Seentara itu, Wakil Menteri Energi dan Sumber Daya Mineral (ESDM) Arcandra Tahar menyatakan Pemerintah sudah patuh terhadap putusan MKtersebut sehingga tidak akan ada perubahan terhadap peraturan menteri ESDM apapun. “Kita sudah comply dengan yang diputuskan MK, kontrol pemerintah masih tetap ada, harga masih tetap ditentukan oleh Pemerintah, izin masih ada di pemerintah. Secara garis besar, sebenarnya kita masih comply dengan MK,” ujarnya.
Arcandra menambahkan hal itu otomatis tidak akan mempengaruhi pengerjaan proyek-proyek 35.000 MW yang sedang atau akan dikerjakan. Kementerian ESDM, lanjutnya, sudah melakukan evaluasi dan tidak memandang perlu ada perubahan beleid di bawah UU Ketenagalistrikan.
“Hal tersebut, juga berlaku untuk PLN. “IPP masih comply, IPP tersebut masih kontrolnya masih di PLN, jadi saya rasa gak masalah,” tambah Jokowi.

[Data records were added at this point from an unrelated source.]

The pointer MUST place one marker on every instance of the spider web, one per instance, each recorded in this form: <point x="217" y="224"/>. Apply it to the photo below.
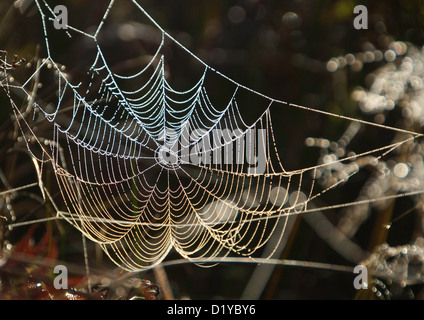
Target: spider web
<point x="145" y="168"/>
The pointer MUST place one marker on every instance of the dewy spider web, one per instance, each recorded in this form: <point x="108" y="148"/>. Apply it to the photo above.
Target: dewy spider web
<point x="146" y="169"/>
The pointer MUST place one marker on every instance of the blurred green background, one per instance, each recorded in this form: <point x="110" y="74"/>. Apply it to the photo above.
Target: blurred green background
<point x="279" y="48"/>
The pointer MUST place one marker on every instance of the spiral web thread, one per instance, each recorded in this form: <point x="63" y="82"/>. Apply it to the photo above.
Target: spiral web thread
<point x="142" y="170"/>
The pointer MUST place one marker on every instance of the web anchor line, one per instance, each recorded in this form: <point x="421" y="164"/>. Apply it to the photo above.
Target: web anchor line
<point x="147" y="169"/>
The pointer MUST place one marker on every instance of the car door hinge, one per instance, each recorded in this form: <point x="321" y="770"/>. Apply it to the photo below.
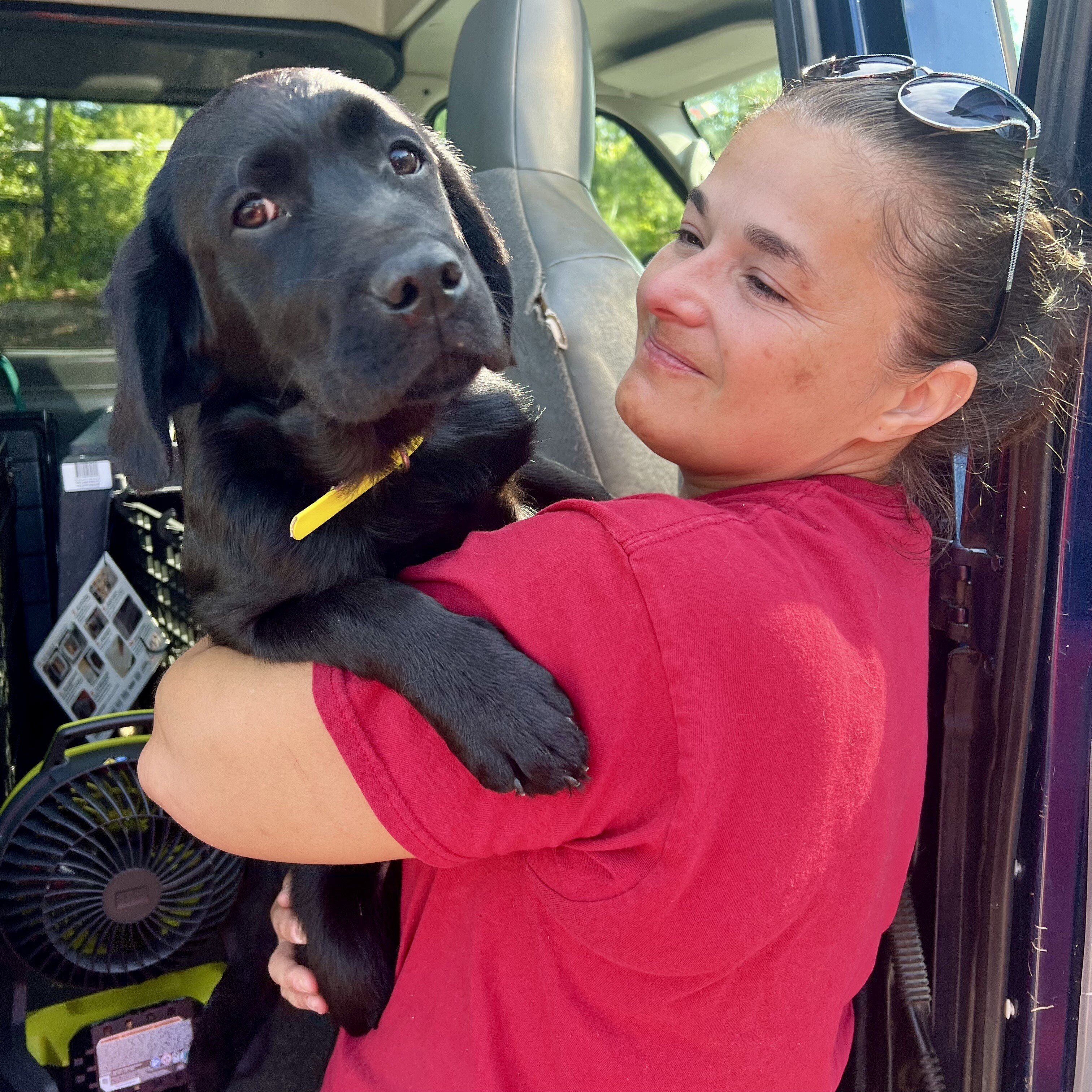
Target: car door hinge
<point x="953" y="601"/>
<point x="553" y="322"/>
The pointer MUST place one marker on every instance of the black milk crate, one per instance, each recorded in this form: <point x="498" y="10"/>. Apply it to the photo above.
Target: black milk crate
<point x="147" y="532"/>
<point x="13" y="666"/>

Sebelumnya, MK mengabulkan sebagian permohonan uji materi UU Nomor 30 Tahun 2009 tentang Ketenagalistrikan yang dimohon Dewan Pimpinan Pusat Serikat Pekerja PT. Perusahaan Listrik Negara (PLN),” ujar Arcandra.
Putusan Mahkamah ini menegaskan praktek pemisahan kegiatan usaha dalam usaha penyediaan tenaga listrik untuk kepentingan umum harus ditempuh di bawah prinsip dikuasai oleh negara sekalipun penyedia tenaga listrik adalah pihak swasta.
Pasal yang digugat oleh Serikat Pekerja PLN adalah pasal 10 ayat (2) UU Ketenagalistrikan yang menyatakan bahwa usaha penyediaan tenaga listrik untuk kepentingan umum sebagaimana dimaksud pada ayat (1) dapat dilakukan secara terintegrasi.
Pasal 11 ayat (1) UU Ketenagalistrikan menyatakan, usaha penyediaan tenaga listrik untuk kepentingan umum sebagaimana dimaksud dalam Pasal 10 ayat (1) dilaksanakan oleh badan usaha milik negara, badan usaha milik daerah, badan usaha swasta, koperasi, dan swadaya masyarakat yang berusaha di bidang penyediaan tenaga listrik.
Putusan MK terhadap pasal 10 ayat 2 Undang-Undang Ketenagalistrikan bertentangan dengan Undang-undang Dasar (UUD) 1945, secara bersayarat tidak memiliki kekuatan hukum mengikat, apabila rumusan dalam Pasal 10 ayat 2 Undang-undang ketenagalistrikan tersebut menjadi dibenarkannya praktik unbundling dalam usaha penyediaan tenaga listrik untuk kepentingan umum sedemikian rupa sehingga menghilangkan kontrol negara sesuai dengan prinsip dikuasai negara.
Putusan terkait dengan pasal 11 ayat 1 Undang-Undang ketenaga listrikan bertentangan dengan UUD 1945, secara bersyarat dan tidak memiliki kekuatan hukum mengikat apabila rumusan dalam Pasal 11 ayat 1 Undang-Undang ketenaga listrikan tersebut dimaknai hilangnya prinsip dikuasai oleh negara.
Pemohon Perkara Nomor 111/PUU-XIII/2015 diajukan karena merasa ketentuan UU Ketenagalistrikan mengakibatkan hajat hidup orang banyak dapat dikuasai oleh korporasi swasta nasional, multinasional dan perorangan. Hal ini dinilai mengakibatkan negara tidak memiliki kekuasaaan atas tenaga listrik.
Ketentuan terkait dengan pengelolaan dalam penyediaan usaha tenaga listrik secara unbundling, dengan menerapkan prinsip usaha yang sehat, memupuk keuntungan usaha, perlakuan tarif tenaga listrik yang berbeda setiap regional atau wilayah usaha dan membuka selebar-lebarnya peran korporasi swasta nasional, multinasional maupun perorangan untuk mengelola dan mengusai tenaga listrik.
Hal tersebut menurut pemohon, merupakan pengulangan dari ketentuan dalam UU No. 20/2002 tentang Ketenagalistrikan yang telah dibatalkan oleh MK dengan Putusan Perkara No. 001-021-022/PUU-I/2003.